Let's consider the simplified model of VLBI observations: 1) interferometer consists of two telescopes; 2) two-level of quantization is used in recording the signal; 3) change of time delay is negligible during the time of observation; 4) measurements are done in one channel. The simplified scheme of the VLBI equipment is shown in this figure.

           GPS-receiver                  
                |                        
                |                        
                v                       
H-maser --> Formatter <--- Reciever <--- Phase center    <--- Source
                |                        of the antenna
                v
               Tape
The signal from the source travels billions years till it reaches the phase center of the antenna, reflects from the surface(s), reaches the receiver, travels through the waveguides and cables and finally arrives to the part of the data acquisition terminal called "formatter". Formatter receives also the signal from an H-maser located in the thermostabilized room within 3-300 meters from it. H-maser generates the highly stable 5 MHz signal. The formatter divides this frequency to the so-called sampling frequency which is specified by the principle investigator of the VLBI experiment. The typical value of sampling frequency for geo-VLBI is 4MHz.

The formatter has also a counter which counts the number of cycles of the sampling frequency. H-maser and this counter forms a so-called formatter clock.
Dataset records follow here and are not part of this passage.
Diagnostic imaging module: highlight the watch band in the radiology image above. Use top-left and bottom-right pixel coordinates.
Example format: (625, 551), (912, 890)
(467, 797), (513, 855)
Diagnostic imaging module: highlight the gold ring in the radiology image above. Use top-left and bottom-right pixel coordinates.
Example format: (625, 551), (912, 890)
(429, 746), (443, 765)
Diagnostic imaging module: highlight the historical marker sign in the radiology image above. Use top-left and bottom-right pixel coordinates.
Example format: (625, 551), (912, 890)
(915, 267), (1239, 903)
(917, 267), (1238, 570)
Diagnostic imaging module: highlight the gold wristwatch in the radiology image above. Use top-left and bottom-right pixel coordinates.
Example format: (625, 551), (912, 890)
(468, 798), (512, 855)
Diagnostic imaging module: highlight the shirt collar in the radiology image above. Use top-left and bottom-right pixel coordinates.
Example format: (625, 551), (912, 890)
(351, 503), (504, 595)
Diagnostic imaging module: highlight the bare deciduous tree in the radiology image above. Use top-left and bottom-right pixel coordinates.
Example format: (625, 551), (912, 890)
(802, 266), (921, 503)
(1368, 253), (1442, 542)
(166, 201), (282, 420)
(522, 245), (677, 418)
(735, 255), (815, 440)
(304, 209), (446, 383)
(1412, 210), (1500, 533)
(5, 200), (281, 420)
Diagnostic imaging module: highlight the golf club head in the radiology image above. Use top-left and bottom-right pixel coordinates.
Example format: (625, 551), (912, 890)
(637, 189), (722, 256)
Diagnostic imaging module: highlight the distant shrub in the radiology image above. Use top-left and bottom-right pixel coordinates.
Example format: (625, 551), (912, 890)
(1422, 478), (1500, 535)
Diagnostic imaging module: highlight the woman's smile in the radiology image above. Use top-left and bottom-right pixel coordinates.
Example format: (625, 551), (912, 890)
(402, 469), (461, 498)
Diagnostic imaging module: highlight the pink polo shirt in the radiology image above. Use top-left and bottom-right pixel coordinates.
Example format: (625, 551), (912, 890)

Formatter clocks are synchronized with UTC before VLBI experiment, although not necessarily before each experiment, provided no changes in equipment has been done. It means that during synchronization the formatter initializes the counter and saves the UTC time tag at the moment of synchronization when the counter iz set to zero. All VLBI stations are equipped by the GPS receiver and special hardware and software called Totally Accurate Clock (TAC) [1]. TAC makes makes coordinate synchronization and computes the difference between formatter clock and GPS clock. After applying the difference GPS clock minus UTC available in USNO, the difference UTC minus formatter clock is available. The accuracy of TAC located at the stations is about 30-300 nsec, although Tom Clark reported recently that the accuracy 0.5-1.0 nsec can be achieved with using a new type of receivers and taking advantage of switching off selected availability at GPS satellites. Thus, initially formatter clocks are set to the UTC time with accuracy 30-300 nsec.
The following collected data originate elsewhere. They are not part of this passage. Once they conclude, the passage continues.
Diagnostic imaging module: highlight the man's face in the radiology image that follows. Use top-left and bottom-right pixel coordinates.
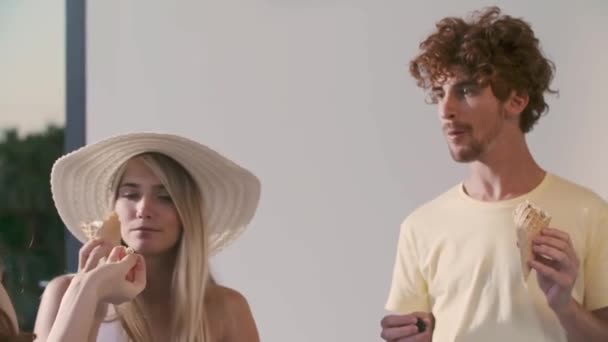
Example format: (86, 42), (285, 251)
(431, 73), (507, 162)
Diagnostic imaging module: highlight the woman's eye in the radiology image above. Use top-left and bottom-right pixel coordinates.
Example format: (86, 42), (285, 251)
(120, 192), (140, 200)
(158, 195), (173, 203)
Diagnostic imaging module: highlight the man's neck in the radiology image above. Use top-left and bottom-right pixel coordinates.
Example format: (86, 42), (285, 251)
(463, 133), (546, 201)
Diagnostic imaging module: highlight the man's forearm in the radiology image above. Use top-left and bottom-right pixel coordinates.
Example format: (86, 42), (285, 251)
(556, 298), (608, 342)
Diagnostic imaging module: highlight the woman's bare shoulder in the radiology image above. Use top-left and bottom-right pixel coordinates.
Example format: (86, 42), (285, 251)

During the observations the signal from the receiver and from the generator of sampling frequency arrives to the formatter. When the phase of sampling rate is becoming zero a trigger activates and it generates the impulse which writes a bit to the buffer: zero if voltage of the signal is negative and 1 otherwise. When the buffer is filled, usually 20000 bits, it is written in tape. This portion of information is called "frame". When formatter writes the first bit into the buffer it also creates the frame header which in particularly has the value of the sampling frequency counter at the moment when the first bit was put into the buffer and the UTC tag at the moment when the formatter counter was set to zero. Therefore, each recorded bit has a time tag: the integer number of sampling frequency cycles elapsed from the formatter counter initialization. These time tags can be considered as imlpementation of formatter clocks. However, each bit is NOT syncronized with UTC or whatever global timescale, only the event of formatter counter initialization is synchronized with UTC time coordinate. Stability of formatter clock is determined by stability of the H-maser.
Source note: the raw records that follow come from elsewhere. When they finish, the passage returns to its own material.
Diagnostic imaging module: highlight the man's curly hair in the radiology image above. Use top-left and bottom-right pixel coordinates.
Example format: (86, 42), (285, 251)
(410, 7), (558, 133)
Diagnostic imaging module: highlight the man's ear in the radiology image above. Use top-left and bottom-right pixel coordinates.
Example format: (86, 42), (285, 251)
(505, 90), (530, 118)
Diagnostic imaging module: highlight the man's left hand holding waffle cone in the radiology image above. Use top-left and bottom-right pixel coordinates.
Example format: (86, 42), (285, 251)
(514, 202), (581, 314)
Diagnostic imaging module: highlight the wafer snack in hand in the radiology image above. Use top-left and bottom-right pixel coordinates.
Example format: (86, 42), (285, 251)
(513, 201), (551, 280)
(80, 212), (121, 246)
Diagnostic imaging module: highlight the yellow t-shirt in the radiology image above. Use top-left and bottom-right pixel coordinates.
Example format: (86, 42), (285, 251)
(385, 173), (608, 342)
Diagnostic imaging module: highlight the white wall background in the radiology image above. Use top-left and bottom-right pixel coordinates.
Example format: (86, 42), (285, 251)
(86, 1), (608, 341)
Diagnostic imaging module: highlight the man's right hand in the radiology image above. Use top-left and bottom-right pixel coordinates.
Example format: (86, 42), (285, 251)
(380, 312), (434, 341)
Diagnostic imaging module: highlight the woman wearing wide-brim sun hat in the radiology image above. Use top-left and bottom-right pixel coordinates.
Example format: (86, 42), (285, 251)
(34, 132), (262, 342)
VLBI observing session, usually of 24 hours long, consists of recording the signals form one source during 30-600 sec -- this operation is called source scanning, then slewing antenna to another source, and again scanning. Software which runs at the control computer of the VLBI station called "Field System" [2], requests TAC before and after each scan, records the difference UTC minus formatter time and writes these differences in the log file. Therefore, the time series of UTC minus formatter time during a VLBI session is available. H-maser has a superior stability at the time scale 10-3 -- 105 seconds, but its stability at time scales days and months is worse than stability of cesium standard. Besides, formatter clock may have "jumps" due to malfunction of the electronics and therefore the formatter clocks should be checked.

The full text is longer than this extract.